Iran claims to have completed a successful space launch, with the rocket carrying with it satellite equipment as well as a military payload.
Iran said on Friday that it has successfully conducted a space launch with its heaviest payload ever, the latest development in a programme the West alleges improves Tehran’s ballistic missile program.
The launch of the Simorgh rocket comes as Iran's nuclear programme inches towards successfully enriching uranium to weapons-grade levels.
Iran maintains its programme is peaceful, however government officials in the Islamic Republic have been threatening to potentially develop a nuclear bomb as well as an intercontinental ballistic missile. This would allow Itan to use the weapon against distant countries, for example in Europe and the United States.
Friday's launch took place at Iran's Imam Khomeini Spaceport in rural Semnan province, 220 km east of the capital Tehran.
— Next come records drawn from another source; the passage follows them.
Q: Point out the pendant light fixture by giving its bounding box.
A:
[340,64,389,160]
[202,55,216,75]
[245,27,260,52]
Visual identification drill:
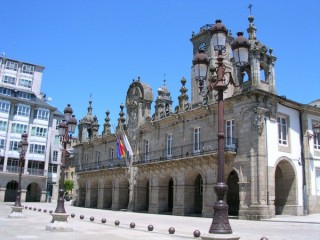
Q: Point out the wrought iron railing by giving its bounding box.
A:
[6,166,46,176]
[75,158,127,172]
[75,138,238,172]
[133,138,237,165]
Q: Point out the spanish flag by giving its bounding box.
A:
[117,136,126,159]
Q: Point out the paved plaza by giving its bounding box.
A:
[0,202,320,240]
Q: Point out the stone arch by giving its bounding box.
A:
[78,179,86,207]
[227,169,240,216]
[102,177,112,209]
[118,177,130,209]
[135,175,150,211]
[26,182,41,202]
[158,172,174,212]
[274,158,298,215]
[184,170,203,214]
[88,178,99,208]
[4,180,19,202]
[260,62,269,82]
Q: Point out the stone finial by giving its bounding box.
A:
[118,103,126,126]
[247,16,257,40]
[102,110,111,136]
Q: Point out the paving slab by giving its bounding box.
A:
[0,202,320,240]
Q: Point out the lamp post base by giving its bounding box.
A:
[46,213,73,232]
[8,206,26,218]
[201,233,240,240]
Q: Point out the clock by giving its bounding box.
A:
[198,42,207,51]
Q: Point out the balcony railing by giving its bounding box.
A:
[75,159,127,172]
[75,138,237,172]
[6,166,47,176]
[133,138,237,165]
[6,166,24,173]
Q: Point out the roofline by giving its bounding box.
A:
[0,56,45,70]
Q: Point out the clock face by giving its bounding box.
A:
[198,42,207,51]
Iran's civilian space programme is being developed in the area, where it has repeatedly failed to launch Simorgh launches in the past.
Iran claims the Simorgh rocket carried an "orbital propulsion system", in addition to two research systems in a 400km orbit above the Earth. Tehran has long sought to develop a system that can change the orbit of a spacecraft, which would then allow it to geo-synchronise the orbits of its satellites.
Satellite named after assassinated scientist
The rocket also carried the Fakhr-1 satellite, which is named after top Iranian nuclear scientist Mohsen Fakhrizadeh who was assassinated inside Iran, reportedly by Israel. It is the first time Iran's civilian programme is known to have carried a military payload, which at 300 kg was heavier than all previous successful launches in the country.
Nevetheless, it has not independently been confirmed whether the launch was successful.
The launch comes at the same time as severe instability reins in the Middle East, with an ongoing conflict in Syria and Israel's lengthy war on Hamas in the Gaza Strip, in addition to the fragile ceasefire between Israel and Hezbollah in Lebanon.
The US has in the past told Iran to refrain from any actions that involve ballistic missiles capable of delivering nuclear weapons, and has said its satellite launches defy a UN Security Council resolution.
Previous UN sanctions against Iran due to its missile programme expired in October 2023.
Nuclear-capable ballistic weapons
Iran's recently instated reformist president, Masoud Pezeshkian, has indicated he wants to negotiate the sanctions applied by the West, but has yet to offer a concrete idea of Iran's ambitions in space.
The Simorgh launch was the first conducted by his administration for the country's civil space programme, while its paramilitary Revolutionary Guard conducted a successful launch of its own in September.
Since the collapse in talks between Iran and western powers regarding its nuclear programme, Iran has come close to the production of uranium close to weapons-grade levels. Intercontinental ballistic missiles, meanwhile, can be used to transports nuclear weapons.
Tehran has enough enriched uranium for "several" nuclear weapons, if it chooses to produce them, the head of the International Atomic Energy Agency repeatedly has warned.
The country's government, however, has always insisted that both its space programme and nuclear activities are entirely for civilian purposes. This is despite US intelligence agencies and the IAEA claiming that Iran had an organised military nuclear programme until 2023.